Gezi olaylarının kukuletalı faiz lobisi, Alman bilmemnesi, şusu busu sonrasında elde kala kala tutuklamak için gariban bir bayrak satıcısı kaldı! Merhamet Sarıçiçek'in sözleri bir yaşam mücadelesinden süzülmüş öfke ile suratımıza tokat gibi çarpıyor.

7 kişilik örgüt
Okuma yazma bilmeyen insanların, geçim derdinde 7 kişilik bir ailenin ve hayata tutunmaya çalışan böylesine gariban bir hikâyenin geldiği nokta karşısında hayata hiçbir şey olmamış gibi devam etmemizin imkân ve ihtimali yok.

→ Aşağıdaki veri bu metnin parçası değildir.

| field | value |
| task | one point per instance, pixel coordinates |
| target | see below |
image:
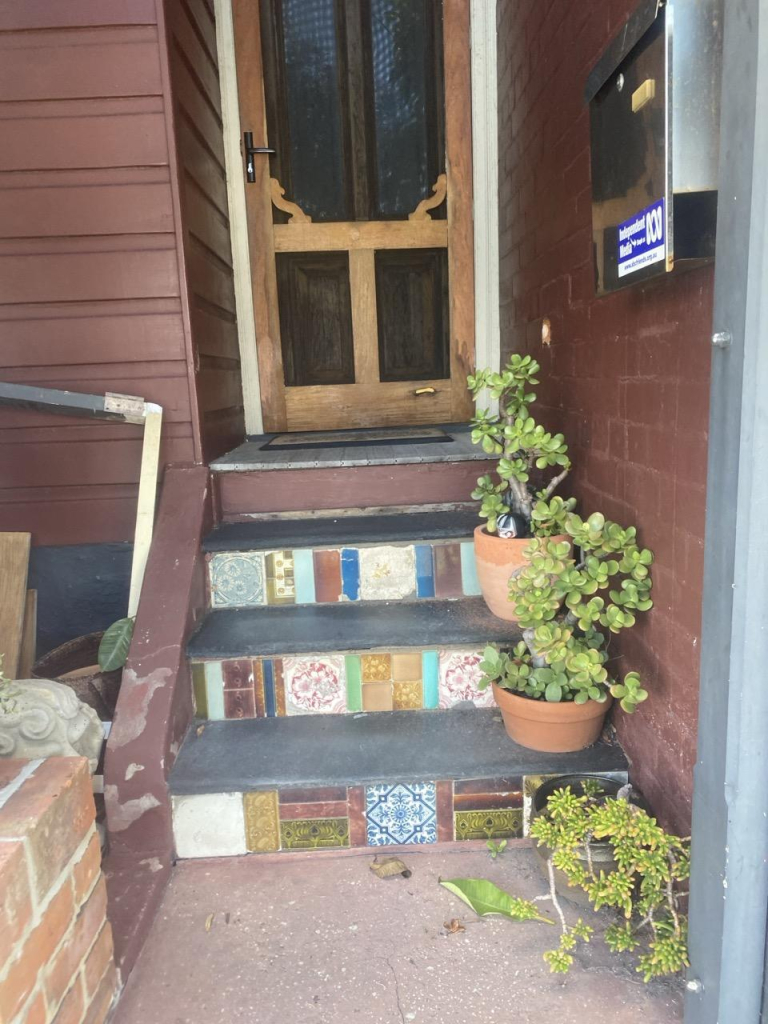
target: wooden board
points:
(14, 559)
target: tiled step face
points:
(337, 684)
(219, 824)
(371, 572)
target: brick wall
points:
(55, 942)
(626, 377)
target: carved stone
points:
(40, 718)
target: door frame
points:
(478, 239)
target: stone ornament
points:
(40, 718)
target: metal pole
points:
(729, 883)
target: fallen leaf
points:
(389, 867)
(454, 926)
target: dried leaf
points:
(389, 867)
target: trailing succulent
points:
(523, 445)
(643, 888)
(567, 617)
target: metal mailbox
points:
(654, 121)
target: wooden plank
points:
(365, 326)
(14, 560)
(28, 653)
(374, 404)
(259, 206)
(459, 168)
(308, 237)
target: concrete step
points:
(383, 779)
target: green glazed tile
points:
(314, 834)
(354, 684)
(504, 823)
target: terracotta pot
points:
(555, 728)
(497, 559)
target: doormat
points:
(357, 438)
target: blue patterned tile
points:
(424, 570)
(350, 573)
(399, 814)
(430, 674)
(303, 577)
(237, 579)
(470, 583)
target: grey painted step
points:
(353, 750)
(346, 627)
(266, 535)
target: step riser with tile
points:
(426, 569)
(338, 683)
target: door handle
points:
(250, 152)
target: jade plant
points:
(524, 449)
(644, 887)
(569, 598)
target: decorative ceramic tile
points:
(424, 570)
(350, 573)
(406, 668)
(314, 685)
(314, 834)
(399, 814)
(460, 675)
(280, 582)
(354, 683)
(431, 678)
(214, 691)
(199, 688)
(376, 668)
(303, 577)
(470, 583)
(237, 579)
(408, 696)
(387, 573)
(377, 696)
(209, 824)
(448, 570)
(262, 824)
(488, 823)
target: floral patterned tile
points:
(387, 573)
(237, 579)
(399, 814)
(314, 685)
(459, 678)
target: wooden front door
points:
(360, 220)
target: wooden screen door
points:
(360, 220)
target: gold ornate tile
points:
(376, 668)
(504, 823)
(262, 821)
(314, 834)
(408, 696)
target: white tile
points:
(209, 824)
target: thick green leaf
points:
(113, 651)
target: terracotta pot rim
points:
(537, 711)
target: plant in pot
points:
(643, 884)
(556, 685)
(515, 504)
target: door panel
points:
(367, 198)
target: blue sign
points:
(642, 240)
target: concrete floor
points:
(321, 939)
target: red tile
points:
(327, 576)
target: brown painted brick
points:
(87, 927)
(98, 960)
(15, 904)
(86, 869)
(53, 809)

Hadi biz çocuklarımıza bunu anlatırken bu adaletsizliği birilerini suçlayarak açıkladık diyelim peki ama Gezi eylemleri sonrasındaki onca afili komplo teorisinden sonra bu gariban bayrak satıcısının başına gelen korkunç adaletsizliği bu ülkeyi yönetenler çocuklarına nasıl açıklayacaklar?

Merhamet Sarıçiçek'in dediği gibi palalı bir saldırganı hoşgören, kollayan, yurtdışına kaçırılmasına kol-kanat geren bir adalet anlayışı ekmeği derdindeki gariban bir bayrak satıcısının cezaevine sürüklenme öyküsünü hangi kelimelerle izah edecek?

Bu yaz adli tatille beraber vicdanlar da tatile çıktı anlaşılan.

Sefiller romanından, Kafka romanlarından, Gulag filmlerinden ödünç alınmış çok büyük vicdan yaralarının açıldığı bir yazı yaşıyoruz.